Tie City

by Robert Long

At fourteen I rode the IRT express home
From Yorkville to Union Square,
Where we banked and scraped the platform's dirty curve
And the PA garbled a warning to watch our step
As the doors rolled back with a sound like marbles.
We spilled into the green-blue light

Of Union Square Station, 1968:
Bagel stands, cups of dirty orangeade,
Carnations for sale in subway air you could taste.
You carried it to the street, on your clothes;
You could see it, a fine graphite mist
Rising in a cloud from the stairway's foul mouth.

Sometimes I'd stop first in the underground Tie City,
A humid box with bars on one side, a prison cell
For haberdashery. I bought orange ties
Splattered with paisley, ties the blue
Of current jumping high-voltage wires,
Produced in swaths of fabric you could run through a car wash.

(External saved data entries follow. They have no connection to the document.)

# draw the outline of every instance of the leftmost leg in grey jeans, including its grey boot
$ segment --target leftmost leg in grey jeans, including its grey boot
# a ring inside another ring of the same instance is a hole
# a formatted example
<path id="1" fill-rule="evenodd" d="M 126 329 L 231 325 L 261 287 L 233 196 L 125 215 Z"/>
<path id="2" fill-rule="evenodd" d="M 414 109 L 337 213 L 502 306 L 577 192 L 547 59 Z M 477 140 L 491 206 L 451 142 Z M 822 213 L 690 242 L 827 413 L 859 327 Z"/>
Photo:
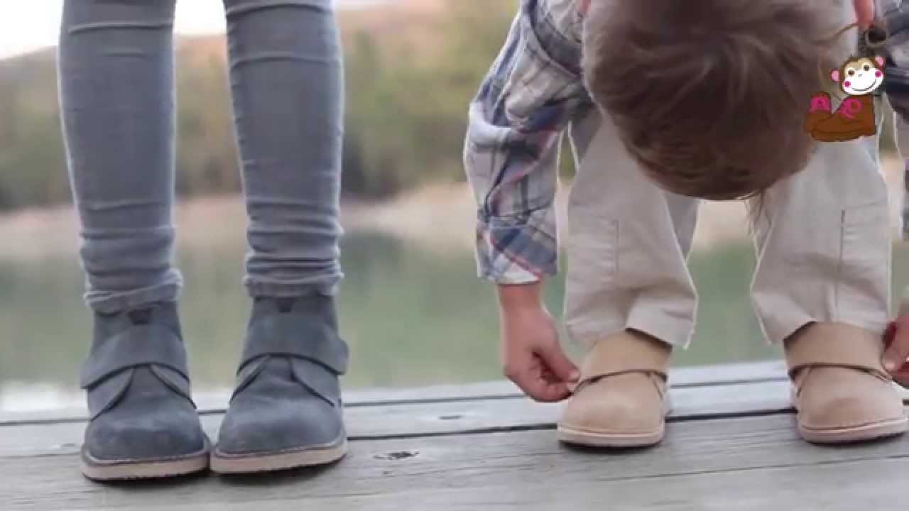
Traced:
<path id="1" fill-rule="evenodd" d="M 64 4 L 60 101 L 95 314 L 82 468 L 98 479 L 207 466 L 171 266 L 173 18 L 173 0 Z"/>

I purchased cuff links, ascots, and tie pins
I never wore. There were Tie Cities
Aboveground, too, but they held no allure for me.
In subterranean dank those cheap accessories
Seemed illicit, hinted of some netherworld. At night
On my way back from a school dance

Tie City was barred and the station a ruin,
a sci-fi rendition of collapsed civilization:
Steel pillars studded with a pox of rivets
Repeated endlessly in spit-smudged gum machine mirrors,
Amorphous figures under overcoats on the floor,
Strangled shouts in distant gloom. Tie City's

Long gone. The distant romance
Of that tile and concrete colonnade is history,
Though the station, cathedral of the damned,
Still stands. And the half-light of Union Square
At dusk is suffused with the same recycled perfume:
Fried plantains, Carbona, and asphalt's memory of spring rain.